There are many unusual things about the Everest Marathon. One of the best is that there are nearly three weeks of being together as a group. Friendships are born and respect earned. As I moved into the moraines, I heard other runners wheezing out best wishes or else offering to let someone ease past on the narrow aretes. I heard a steady and measured tread behind me and the now familiar German accent of Stefan Schlett. As he moved easily by, he smiled and cast a "Morgen" back over his shoulder. I thought back to what I had learned about this international "adventurist."
He hadn't exaggerated his occupation: the word "adventurist" fit. He had done an 1,800 mile bike ride through the heat of the Sahara, and also had set a German record for a 600 mile run in eight days, three hours and fifty-one minutes. Today, he would place sixteenth.
After the moraines, the trail settles down to merely "difficult." The marathon course winds steeply down from its start until the seven-mile mark just after the small village of Pheriche, where a small medical facility has been established. I gulped down some Gatorade and water, and tried to answer a question from "Dr. Tom" - from the clinic. How was I doing? It was too soon to tell. I waved and continued on toward the Tengboche Monastery.
From Pheriche to the thirteen-mile mark, we encountered both downhill and level running. Then, we crossed a small suspension bridge and some of the nearly 4,500 feet of elevation gain began. Tiring muscles welcomed the change in direction; the lungs didn't. After a mile of uphill, we crested the top and were surrounded by Tibetan monks, Sherpas and trekkers. Their cheers echoed in our ears as we started down the steep hill toward a river.
A week ago, Pierre Andre Gobet, a Swiss chemist, had done a training run on this same part of the course. From Namche Bazaar to the monastery and back had taken him an hour and twenty minutes. It had taken me nearly twice that. He was expected to win this race; I was hoping to finish before nightfall.
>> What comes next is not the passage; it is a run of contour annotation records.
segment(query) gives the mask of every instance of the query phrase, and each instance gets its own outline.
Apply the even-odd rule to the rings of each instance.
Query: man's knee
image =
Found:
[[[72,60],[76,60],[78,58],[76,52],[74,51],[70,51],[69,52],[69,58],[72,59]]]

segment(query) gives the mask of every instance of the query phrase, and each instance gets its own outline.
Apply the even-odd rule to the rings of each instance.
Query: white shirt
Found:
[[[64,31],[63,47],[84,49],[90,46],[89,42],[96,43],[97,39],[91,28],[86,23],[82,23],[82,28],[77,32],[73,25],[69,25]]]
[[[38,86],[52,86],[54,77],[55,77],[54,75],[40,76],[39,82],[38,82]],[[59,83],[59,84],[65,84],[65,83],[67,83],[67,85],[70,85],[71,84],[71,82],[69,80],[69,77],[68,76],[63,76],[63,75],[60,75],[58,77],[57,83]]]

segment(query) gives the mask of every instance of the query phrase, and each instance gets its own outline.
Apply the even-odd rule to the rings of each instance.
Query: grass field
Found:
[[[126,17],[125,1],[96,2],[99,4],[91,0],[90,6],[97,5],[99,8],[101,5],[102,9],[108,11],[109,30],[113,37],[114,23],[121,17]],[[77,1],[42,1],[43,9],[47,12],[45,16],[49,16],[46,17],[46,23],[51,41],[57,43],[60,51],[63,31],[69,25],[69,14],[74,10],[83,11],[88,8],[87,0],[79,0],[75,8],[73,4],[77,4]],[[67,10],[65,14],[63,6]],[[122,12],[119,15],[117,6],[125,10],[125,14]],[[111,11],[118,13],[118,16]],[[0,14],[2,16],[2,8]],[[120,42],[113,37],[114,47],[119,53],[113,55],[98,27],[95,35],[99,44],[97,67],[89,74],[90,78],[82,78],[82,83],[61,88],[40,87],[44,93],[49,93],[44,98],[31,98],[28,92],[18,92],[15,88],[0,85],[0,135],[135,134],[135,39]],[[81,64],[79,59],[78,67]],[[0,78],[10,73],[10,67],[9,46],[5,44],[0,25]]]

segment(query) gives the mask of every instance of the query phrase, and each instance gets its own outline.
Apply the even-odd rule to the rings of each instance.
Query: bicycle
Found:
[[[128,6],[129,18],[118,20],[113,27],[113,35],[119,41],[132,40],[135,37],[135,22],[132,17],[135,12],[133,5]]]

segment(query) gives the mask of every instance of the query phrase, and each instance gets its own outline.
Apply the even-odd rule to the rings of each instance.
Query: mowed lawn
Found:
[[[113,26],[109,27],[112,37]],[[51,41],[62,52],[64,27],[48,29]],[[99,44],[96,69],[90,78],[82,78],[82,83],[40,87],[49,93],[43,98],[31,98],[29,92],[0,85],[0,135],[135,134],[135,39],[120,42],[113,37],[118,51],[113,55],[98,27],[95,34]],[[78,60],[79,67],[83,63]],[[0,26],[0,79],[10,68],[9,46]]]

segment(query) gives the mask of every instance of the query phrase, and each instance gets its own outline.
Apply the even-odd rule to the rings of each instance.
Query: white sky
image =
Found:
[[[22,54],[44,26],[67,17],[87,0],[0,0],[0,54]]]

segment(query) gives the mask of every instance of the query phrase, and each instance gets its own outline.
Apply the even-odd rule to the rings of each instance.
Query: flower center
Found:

As the race continued toward the twenty-mile mark, I thought back on why I was here. Almost nine months before, I had sold everything I owned, resigned from an excellent job in Seattle, and bought a one-way ticket for Singapore. The nebulous goal had been to backpack around the world. Somehow that had brought me to some of the most remote places in Asia. If I lived through this marathon, I would have Africa as the next stop….
Namche Bazaar has a downtown; it also has an uptown. And there are about 300 vertical feet separating the two. This geologic anomaly allowed me to look down on the finish line on my way to a 6.2-mile loop to the small village of Thamo. Far below me, I saw Pierre finish. First? I couldn't tell. But I was only 6.2 miles behind one of the leaders. I had also done a training run on this loop and had negotiated the rolling hills in just over fifty minutes. I might be doing better than I thought.